Commentary on Movies and TV by Brian Holcomb

Saturday, February 21, 2009

Exorcist II: The Heretic Film Review


by Brian Holcomb

There's something to be said for directorial ambition. It's common to lay blame whenever a filmmaker overreaches instead of congratulating them for not doing the mundane, safe, and obvious. Some filmmakers make a habit of overreaching and John Boorman is near the top of a list that would include at the very least mad geniuses like Orson Welles, Francis Ford Coppola, and Terry Gilliam. Boorman is a man with lots of mad ideas swirling uncontrollably in his magpie mind. Sometimes these ideas come together in coherent ways and we get films like Point Blank, Deliverance, Excalibur, Hope and Glory and The General. When they come together like a mixed stew we get films like Zardoz, Leo the Lost and, of course, Exorcist II: The Heretic.

I have to admit that I don't think there is a great divide between the two forms of madness.

This film is basically reviled by everyone. It's greeted with camp derision the moment it's brought up in conversation. Well, that's because it's completely and utterly batshit insane. Taken on its OWN terms, without expectation, the film is still pretty Godawful. However, it remains essential viewing for it's sheer ambition and reach which is amazing. No film could achieve it's goals and certainly not a sequel to a box office hit with an expectation set of its own.

Eschewing the procedural format of it's predecessor, Boorman places the follow-up square within a world of magic and fantasy-a world not so different from those depicted in Boorman's earlier Zardoz or later Excalibur. This is the premise on which the film starts and it is already a problem. The classical horror film (which Friedkin's The Exorcist still is despite its extremes) asks the audience to suspend their disbelief by having the supernatural invade what appears to be a fairly natural, acceptably normal world. The original film used realistic location photography, naturalistic and motivated lighting, and subdued performances in order to create an everyday mundanity. Defiantly, The Heretic begins on the wings of a demon and is set in a New York City as imagined by a blind and insane Chinese production designer.

A research facility made up of glass, mad scientist helmets ("The SYNCHRONIZER") which can link 2 separate brain waves, a constantly sweating Richard Burton acting up a storm, really cheap looking FX, James Earl Jones as Kokumo, Ned Beatty flying a helicopter, and dialogue that sounds like something was lost in translation from the original Swahili basically do everything possible to create disbelief rather than suspend it.
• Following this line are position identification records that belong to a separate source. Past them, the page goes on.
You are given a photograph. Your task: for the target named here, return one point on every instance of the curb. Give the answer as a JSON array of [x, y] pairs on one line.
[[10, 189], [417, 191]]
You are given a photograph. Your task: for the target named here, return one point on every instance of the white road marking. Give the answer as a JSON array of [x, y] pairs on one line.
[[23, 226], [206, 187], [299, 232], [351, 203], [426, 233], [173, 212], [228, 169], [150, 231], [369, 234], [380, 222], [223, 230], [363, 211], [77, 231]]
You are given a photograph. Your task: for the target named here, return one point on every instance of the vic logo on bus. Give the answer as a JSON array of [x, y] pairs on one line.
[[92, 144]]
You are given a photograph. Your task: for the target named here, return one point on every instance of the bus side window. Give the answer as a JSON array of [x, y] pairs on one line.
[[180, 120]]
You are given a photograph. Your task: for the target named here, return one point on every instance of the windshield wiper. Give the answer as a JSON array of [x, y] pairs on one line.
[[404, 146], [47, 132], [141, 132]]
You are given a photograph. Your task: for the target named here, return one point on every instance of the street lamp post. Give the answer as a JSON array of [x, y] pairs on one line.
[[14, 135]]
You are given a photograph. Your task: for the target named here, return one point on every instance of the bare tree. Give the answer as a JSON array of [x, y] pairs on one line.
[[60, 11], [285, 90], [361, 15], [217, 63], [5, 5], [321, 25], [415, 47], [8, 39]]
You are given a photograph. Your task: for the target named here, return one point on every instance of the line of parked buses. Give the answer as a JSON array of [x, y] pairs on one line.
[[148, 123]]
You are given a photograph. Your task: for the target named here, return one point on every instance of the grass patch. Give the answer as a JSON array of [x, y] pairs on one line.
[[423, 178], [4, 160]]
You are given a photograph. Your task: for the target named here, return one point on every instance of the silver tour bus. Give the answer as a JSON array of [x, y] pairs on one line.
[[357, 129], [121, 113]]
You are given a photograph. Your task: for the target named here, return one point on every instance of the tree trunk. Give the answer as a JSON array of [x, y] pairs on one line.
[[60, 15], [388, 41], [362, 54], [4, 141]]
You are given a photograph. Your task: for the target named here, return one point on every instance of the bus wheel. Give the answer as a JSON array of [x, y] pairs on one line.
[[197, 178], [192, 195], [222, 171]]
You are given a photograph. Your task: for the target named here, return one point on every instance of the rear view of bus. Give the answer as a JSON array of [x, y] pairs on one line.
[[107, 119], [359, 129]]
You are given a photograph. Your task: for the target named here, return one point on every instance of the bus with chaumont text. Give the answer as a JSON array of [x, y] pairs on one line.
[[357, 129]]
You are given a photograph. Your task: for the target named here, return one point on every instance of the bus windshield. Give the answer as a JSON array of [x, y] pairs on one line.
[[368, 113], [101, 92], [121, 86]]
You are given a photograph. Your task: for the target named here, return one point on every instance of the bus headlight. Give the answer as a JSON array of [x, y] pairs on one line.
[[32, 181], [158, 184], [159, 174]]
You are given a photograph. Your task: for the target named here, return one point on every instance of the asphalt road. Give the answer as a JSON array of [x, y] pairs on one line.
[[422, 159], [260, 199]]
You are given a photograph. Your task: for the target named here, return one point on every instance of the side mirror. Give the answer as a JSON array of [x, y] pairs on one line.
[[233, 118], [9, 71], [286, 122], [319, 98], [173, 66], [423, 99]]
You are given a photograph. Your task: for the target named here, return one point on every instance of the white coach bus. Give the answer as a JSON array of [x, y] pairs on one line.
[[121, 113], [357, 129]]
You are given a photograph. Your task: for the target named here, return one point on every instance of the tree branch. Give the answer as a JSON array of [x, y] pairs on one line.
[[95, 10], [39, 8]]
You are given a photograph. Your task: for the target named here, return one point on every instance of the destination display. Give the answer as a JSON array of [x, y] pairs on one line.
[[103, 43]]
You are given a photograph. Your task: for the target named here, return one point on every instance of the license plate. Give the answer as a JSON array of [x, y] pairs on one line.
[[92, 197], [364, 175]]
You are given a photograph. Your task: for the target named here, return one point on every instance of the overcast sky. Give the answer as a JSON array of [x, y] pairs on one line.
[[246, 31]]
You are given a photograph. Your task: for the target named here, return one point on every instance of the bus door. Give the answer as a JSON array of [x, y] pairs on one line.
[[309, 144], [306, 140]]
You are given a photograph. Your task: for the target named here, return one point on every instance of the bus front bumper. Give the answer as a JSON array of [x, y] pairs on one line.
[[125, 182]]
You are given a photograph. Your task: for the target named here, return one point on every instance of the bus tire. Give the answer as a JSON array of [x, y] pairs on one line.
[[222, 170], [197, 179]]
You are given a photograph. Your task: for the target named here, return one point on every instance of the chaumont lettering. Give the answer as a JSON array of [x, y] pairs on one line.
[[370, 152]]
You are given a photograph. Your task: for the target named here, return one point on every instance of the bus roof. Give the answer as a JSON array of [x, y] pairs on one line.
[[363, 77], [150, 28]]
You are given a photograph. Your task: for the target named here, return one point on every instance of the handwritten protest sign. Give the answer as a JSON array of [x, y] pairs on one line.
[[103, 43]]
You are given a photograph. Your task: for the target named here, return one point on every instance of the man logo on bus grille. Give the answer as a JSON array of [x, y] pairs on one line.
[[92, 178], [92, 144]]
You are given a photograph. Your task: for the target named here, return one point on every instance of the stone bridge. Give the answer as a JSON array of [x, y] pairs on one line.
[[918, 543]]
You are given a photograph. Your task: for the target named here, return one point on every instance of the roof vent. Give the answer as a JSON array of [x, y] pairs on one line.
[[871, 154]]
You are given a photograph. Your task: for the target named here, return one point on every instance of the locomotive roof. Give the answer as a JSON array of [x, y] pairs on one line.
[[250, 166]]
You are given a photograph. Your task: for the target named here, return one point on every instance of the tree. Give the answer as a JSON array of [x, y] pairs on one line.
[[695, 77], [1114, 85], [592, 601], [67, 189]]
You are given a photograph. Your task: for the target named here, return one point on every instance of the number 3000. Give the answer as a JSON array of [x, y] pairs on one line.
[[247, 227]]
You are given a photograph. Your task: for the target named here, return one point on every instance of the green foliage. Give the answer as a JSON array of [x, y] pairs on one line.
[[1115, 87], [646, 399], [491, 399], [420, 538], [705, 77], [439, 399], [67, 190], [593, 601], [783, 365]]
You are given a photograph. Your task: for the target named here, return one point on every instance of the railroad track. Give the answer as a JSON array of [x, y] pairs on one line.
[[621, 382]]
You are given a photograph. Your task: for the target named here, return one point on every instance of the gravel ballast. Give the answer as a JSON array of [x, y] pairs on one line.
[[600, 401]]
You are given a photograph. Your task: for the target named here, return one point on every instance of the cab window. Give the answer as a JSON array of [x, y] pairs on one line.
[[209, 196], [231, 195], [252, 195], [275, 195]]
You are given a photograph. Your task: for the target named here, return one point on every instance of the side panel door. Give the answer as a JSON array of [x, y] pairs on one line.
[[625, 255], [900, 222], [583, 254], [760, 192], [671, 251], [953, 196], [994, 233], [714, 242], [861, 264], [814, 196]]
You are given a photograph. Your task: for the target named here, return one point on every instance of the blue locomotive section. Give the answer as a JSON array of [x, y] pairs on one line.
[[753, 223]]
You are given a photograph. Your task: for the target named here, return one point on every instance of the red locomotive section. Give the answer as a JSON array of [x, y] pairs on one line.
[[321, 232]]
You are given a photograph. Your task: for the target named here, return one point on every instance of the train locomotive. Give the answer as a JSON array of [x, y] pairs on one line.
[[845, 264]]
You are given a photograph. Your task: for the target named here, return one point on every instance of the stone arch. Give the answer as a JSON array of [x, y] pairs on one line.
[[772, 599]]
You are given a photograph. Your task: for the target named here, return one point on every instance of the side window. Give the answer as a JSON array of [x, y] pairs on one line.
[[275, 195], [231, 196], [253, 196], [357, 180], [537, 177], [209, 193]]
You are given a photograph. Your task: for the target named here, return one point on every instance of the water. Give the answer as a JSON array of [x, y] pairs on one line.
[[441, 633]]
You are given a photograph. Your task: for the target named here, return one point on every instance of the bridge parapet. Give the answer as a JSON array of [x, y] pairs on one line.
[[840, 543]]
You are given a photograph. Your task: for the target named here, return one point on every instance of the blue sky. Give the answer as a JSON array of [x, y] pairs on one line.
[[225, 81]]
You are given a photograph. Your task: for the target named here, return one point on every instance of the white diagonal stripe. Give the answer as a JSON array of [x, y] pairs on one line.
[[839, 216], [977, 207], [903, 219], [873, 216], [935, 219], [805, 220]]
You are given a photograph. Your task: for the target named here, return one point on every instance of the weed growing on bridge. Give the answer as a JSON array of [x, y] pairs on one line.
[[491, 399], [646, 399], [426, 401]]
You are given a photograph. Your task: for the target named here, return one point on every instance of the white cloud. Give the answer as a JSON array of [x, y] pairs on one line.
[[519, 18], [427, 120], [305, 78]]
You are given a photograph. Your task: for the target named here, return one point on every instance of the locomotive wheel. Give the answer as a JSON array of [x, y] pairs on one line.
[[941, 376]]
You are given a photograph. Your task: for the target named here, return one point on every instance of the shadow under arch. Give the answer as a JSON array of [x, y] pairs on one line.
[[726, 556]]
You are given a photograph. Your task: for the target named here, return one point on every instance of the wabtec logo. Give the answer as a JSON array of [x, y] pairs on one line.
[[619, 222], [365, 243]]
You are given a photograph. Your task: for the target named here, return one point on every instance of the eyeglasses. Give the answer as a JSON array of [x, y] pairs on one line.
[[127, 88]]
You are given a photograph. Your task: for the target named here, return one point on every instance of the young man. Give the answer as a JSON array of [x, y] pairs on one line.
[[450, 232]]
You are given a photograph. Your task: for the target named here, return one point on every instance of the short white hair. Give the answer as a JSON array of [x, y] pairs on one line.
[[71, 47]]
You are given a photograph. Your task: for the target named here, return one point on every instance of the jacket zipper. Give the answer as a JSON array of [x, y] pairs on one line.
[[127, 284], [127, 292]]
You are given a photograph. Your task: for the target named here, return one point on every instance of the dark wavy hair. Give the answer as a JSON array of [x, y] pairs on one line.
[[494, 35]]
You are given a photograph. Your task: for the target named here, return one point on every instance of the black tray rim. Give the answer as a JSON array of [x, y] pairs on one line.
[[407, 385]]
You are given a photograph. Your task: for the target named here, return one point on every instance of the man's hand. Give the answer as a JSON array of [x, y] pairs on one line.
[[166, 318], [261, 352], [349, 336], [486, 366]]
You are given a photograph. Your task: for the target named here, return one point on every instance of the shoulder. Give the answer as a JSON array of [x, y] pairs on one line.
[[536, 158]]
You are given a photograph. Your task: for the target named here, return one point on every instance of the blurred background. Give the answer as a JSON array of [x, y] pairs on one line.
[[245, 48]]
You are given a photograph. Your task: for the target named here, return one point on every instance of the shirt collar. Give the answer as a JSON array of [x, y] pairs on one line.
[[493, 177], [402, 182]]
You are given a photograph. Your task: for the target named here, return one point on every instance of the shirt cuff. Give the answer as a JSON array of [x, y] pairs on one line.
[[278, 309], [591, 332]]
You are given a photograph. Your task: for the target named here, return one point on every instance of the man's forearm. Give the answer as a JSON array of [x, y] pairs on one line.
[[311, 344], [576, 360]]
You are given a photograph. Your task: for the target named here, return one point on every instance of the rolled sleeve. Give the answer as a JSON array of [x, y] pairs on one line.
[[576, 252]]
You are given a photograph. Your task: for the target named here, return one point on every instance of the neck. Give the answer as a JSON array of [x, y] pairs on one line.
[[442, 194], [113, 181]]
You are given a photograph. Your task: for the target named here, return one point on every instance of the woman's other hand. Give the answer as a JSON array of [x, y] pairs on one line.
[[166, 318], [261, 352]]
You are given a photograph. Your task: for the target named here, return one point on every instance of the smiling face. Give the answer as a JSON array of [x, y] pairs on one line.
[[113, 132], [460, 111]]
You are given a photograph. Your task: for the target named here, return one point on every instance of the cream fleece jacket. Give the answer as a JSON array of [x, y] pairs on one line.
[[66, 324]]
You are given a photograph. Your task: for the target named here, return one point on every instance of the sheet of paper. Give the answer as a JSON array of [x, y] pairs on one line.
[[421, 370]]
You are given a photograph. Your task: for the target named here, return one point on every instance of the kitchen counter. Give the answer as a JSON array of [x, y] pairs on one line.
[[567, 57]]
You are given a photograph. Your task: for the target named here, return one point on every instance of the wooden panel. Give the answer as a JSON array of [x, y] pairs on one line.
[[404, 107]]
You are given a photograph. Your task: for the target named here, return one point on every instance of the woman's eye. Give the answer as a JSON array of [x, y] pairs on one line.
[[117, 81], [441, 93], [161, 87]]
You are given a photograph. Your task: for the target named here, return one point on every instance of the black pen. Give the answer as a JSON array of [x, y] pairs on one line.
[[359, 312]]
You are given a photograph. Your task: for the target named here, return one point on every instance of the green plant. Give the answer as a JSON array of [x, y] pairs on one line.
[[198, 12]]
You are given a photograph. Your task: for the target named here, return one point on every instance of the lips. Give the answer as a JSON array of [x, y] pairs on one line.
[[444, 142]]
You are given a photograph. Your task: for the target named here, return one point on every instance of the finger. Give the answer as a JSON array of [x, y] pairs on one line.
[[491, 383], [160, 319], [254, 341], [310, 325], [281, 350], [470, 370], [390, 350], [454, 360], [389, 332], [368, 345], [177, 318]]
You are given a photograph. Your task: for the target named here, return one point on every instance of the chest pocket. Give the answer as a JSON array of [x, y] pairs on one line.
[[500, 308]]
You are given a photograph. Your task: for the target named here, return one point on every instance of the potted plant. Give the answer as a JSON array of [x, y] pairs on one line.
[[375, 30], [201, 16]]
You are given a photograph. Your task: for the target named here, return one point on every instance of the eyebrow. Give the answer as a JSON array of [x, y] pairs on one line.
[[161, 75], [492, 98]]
But the thing is, the film has so many more ideas than Friedkin's film it is a shame Boorman couldn't pull it off. He seems trapped between the literal and the metaphorical, between the realism of the original film which he has to respect on the one hand and the personal desire to make a film that exists on a whole different plane altogether. It seems that he and "creative associate" Rospo Pallenberg wanted to challenge the conventions of narrative cinema in which stories are told through plot and character and to take off into something much more visual and suggestive. A film told through symbolic imagery and associative ideas. This could've been amazing and would've brought back some of the magic of the silent film, particularly the early films of Fritz Lang. But note that I said "Silent Film". When The Heretic is driven by Boorman's imagery and Ennio Morricone's loud and incredible Disco hell score, the film begins to soar. It comes crashing down the moment Linda Blair says something abstract and inexplicable to Richard Burton, however, since this makes us instantly realize how absurd the film is. It may be that the best way to watch The Heretic is to shut off the soundtrack and play a CD of Goblin's Suspiria score as accompaniment.